Обсуждение: git diff --patience

Поиск
Список
Период
Сортировка

git diff --patience

От
"Kevin Grittner"
Дата:
I just discovered the --patience flag on the git diff command, and
I'd like to suggest that we encourage people to use it when possible
for building patches.  I just looked at output with and without it
(and for good measure, before and after filterdiff --format=context
for both), and the results were much better with this switch.
Here's a reference to the algorithm:
http://bramcohen.livejournal.com/73318.html
I think that page understates the benefits, though.
-Kevin


Re: git diff --patience

От
Bruce Momjian
Дата:
Kevin Grittner wrote:
> I just discovered the --patience flag on the git diff command, and
> I'd like to suggest that we encourage people to use it when possible
> for building patches.  I just looked at output with and without it
> (and for good measure, before and after filterdiff --format=context
> for both), and the results were much better with this switch.
>  
> Here's a reference to the algorithm:
>  
> http://bramcohen.livejournal.com/73318.html
>  
> I think that page understates the benefits, though.

I have seen the bracket example shown and the --patience output is
clearly nicer.

--  Bruce Momjian  <bruce@momjian.us>        http://momjian.us EnterpriseDB
http://enterprisedb.com
 + It's impossible for everything to be true. +


Re: git diff --patience

От
Peter Eisentraut
Дата:
On ons, 2010-09-15 at 12:58 -0500, Kevin Grittner wrote:
> I just discovered the --patience flag on the git diff command, and
> I'd like to suggest that we encourage people to use it when possible
> for building patches.  I just looked at output with and without it
> (and for good measure, before and after filterdiff --format=context
> for both), and the results were much better with this switch.

I have tried this switch various times now and haven't seen any
difference at all in the output.  Do you have an existing commit where
you see a difference so I can try it and see if there is some other
problem that my local configuration has?



Re: git diff --patience

От
"Kevin Grittner"
Дата:
Peter Eisentraut <peter_e@gmx.net> wrote:

> I have tried this switch various times now and haven't seen any
> difference at all in the output.  Do you have an existing commit
> where you see a difference so I can try it and see if there is
> some other problem that my local configuration has?

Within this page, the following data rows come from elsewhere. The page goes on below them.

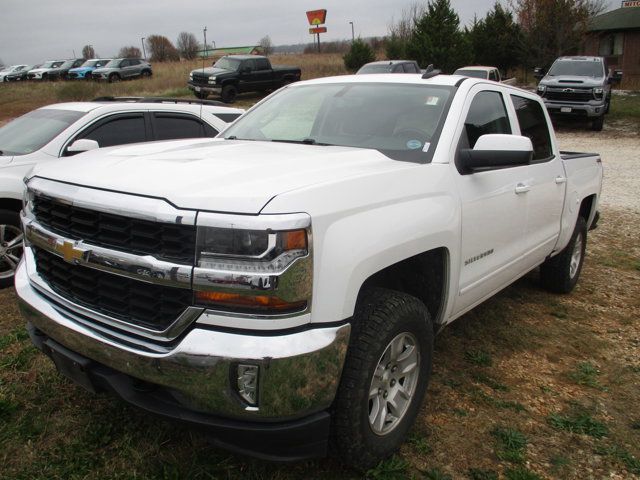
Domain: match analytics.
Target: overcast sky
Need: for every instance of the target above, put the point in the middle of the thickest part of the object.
(32, 31)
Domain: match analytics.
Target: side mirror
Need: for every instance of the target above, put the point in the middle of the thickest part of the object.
(495, 151)
(83, 145)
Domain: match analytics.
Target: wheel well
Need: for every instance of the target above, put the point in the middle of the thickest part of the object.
(10, 204)
(422, 276)
(586, 207)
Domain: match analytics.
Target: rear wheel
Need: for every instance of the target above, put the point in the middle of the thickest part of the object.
(384, 378)
(560, 274)
(10, 246)
(229, 93)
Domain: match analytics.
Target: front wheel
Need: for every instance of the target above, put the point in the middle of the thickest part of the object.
(385, 376)
(10, 246)
(560, 274)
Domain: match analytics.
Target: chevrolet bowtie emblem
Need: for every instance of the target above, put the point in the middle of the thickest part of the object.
(70, 252)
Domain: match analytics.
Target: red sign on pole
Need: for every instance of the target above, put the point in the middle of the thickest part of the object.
(316, 17)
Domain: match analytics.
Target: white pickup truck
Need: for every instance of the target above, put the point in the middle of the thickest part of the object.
(282, 285)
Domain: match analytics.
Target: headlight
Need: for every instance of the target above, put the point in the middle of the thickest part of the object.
(262, 266)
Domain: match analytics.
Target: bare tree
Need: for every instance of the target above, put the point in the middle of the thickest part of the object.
(129, 52)
(266, 45)
(88, 52)
(187, 45)
(161, 49)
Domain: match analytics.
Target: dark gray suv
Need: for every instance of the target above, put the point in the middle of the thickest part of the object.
(123, 68)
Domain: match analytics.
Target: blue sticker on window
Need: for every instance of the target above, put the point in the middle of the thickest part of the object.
(414, 144)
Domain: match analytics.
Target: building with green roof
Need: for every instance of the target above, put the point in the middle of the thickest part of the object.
(615, 35)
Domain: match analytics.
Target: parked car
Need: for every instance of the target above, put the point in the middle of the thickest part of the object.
(85, 71)
(9, 70)
(284, 282)
(123, 69)
(486, 73)
(390, 66)
(578, 87)
(42, 72)
(234, 74)
(66, 129)
(62, 72)
(20, 75)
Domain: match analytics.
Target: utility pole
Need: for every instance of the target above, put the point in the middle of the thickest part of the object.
(144, 52)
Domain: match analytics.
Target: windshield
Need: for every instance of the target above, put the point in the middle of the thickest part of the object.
(471, 73)
(578, 68)
(227, 63)
(386, 68)
(400, 120)
(34, 130)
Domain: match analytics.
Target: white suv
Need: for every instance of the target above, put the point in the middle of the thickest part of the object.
(66, 129)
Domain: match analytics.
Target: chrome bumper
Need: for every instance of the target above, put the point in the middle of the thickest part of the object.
(299, 372)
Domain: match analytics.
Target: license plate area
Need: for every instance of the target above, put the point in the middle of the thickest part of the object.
(73, 366)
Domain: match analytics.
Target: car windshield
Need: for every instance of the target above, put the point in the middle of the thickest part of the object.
(578, 68)
(226, 63)
(385, 68)
(399, 120)
(471, 73)
(34, 130)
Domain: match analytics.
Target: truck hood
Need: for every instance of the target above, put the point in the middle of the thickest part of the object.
(231, 176)
(572, 81)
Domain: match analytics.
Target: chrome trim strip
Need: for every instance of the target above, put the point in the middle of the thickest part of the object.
(145, 268)
(187, 317)
(289, 221)
(134, 206)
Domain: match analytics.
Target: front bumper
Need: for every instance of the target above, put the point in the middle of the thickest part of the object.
(591, 109)
(204, 88)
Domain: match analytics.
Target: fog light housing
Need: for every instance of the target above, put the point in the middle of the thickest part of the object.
(247, 383)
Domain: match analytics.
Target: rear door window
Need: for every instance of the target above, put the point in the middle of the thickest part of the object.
(533, 124)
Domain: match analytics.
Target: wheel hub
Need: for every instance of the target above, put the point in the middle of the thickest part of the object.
(394, 383)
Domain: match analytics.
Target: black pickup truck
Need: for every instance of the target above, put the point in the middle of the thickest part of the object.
(235, 74)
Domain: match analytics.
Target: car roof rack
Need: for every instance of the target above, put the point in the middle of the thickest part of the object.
(430, 72)
(213, 103)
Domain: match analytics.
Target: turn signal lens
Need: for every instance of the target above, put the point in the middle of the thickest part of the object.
(249, 302)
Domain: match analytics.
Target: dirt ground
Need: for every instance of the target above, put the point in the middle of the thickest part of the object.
(527, 386)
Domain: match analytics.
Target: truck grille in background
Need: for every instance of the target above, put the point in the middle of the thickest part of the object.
(577, 95)
(200, 78)
(166, 241)
(135, 302)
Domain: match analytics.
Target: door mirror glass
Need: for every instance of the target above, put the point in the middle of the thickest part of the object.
(83, 145)
(494, 151)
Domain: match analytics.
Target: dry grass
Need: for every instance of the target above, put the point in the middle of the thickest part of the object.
(168, 80)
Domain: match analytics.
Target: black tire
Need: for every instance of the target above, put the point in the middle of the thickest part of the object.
(9, 231)
(557, 273)
(597, 124)
(381, 316)
(229, 93)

Having looked at it more, I find that the output with the switch is
usually the same as without; but when they differ, I always have
preferred the version with it on.  Attached is the diff which caused
me to see if there was a way to make the diff output smarter, and
the result of adding the --patience flag.

This is the unified form that git puts out by default, but the
benefit is there after filterdiff --format=context, too.

-Kevin



Вложения

Re: git diff --patience

От
"Kevin Grittner"
Дата:
Peter Eisentraut <peter_e@gmx.net> wrote:

> Do you have an existing commit where you see a difference so I can
> try it and see if there is some other problem that my local
> configuration has?

Random poking around in the postgresql.git commits didn't turn up
any where it mattered, so here's before and after files for the
example diff files already posted.  If you create branch, commit the
before copy, and copy in the after copy, you should be able to
replicate the results I posted.

-Kevin

Вложения

Re: git diff --patience

От
Gurjeet Singh
Дата:
Attached are two versions of the same patch, with and without --patience.

The with-patience version has only two hunks, removal of a big block of comment and addition of a big block of code.

The without-patience patience is riddled with the mix of two hunks, spread until line 120.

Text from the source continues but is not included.